Я присела рядом и взяла ее за плечи:
— Все хорошо, Алиса, успокойся! Что тебя так расстроило?
Она не ответила. Только продолжала рыдать, не замечая моего присутствия. Я гладила, подругу по рукам, шептала утешающие слова, вытирала слезы тыльной стороной ладони, снова гладила по рукам и по волосам. Я пыталась достучаться до нее, дать ей понять, что она не одна.
— Я здесь, Алиса, — шептала я. — Я здесь. Я могу помочь тебе. Не бойся. Тебе нечего бояться.
Я говорила и говорила так спокойно, как только могла. Через какое-то время рыдания начали стихать, и она неожиданно произнесла:
— Я знаю. Я знаю, что ты здесь, мама, но я тебя не вижу.
На секунду я подумала, не сказать ли, что я не ее мама, но решила, что это не имеет никакого значения. Вместо этого я произнесла:
— Это потому, что ты смотришь в потолок, милая. Я сижу рядом с тобой.
И тогда она опустила взгляд, медленно повернула голову и посмотрела на меня. Вздохнула. Закрыла глаза. Легла на бок лицом ко мне, сделала несколько причмокивающих движений ртом и заснула. Я натянула одеяло ей на плечи, погладила по волосам, вернулась на диван в гостиной и легла спать.

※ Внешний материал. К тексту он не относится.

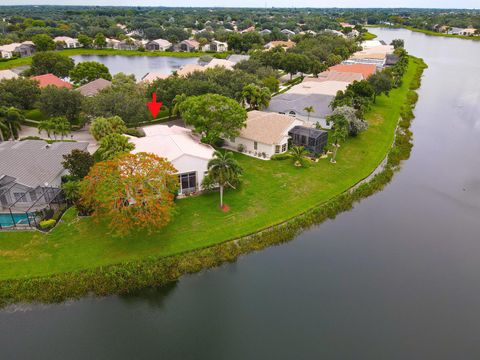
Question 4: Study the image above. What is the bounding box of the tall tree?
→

Утром Алиса меня узнала. Она была очень усталой — я уже по опыту знала, что эта усталость не физическая и никуда не денется. Это опухоль в мозгу делала ее такой усталой. Я помогла ей дойти до туалета и вернуться в постель. Это отняло у нее столько сил, что она снова заснула и спала, пока я готовила завтрак.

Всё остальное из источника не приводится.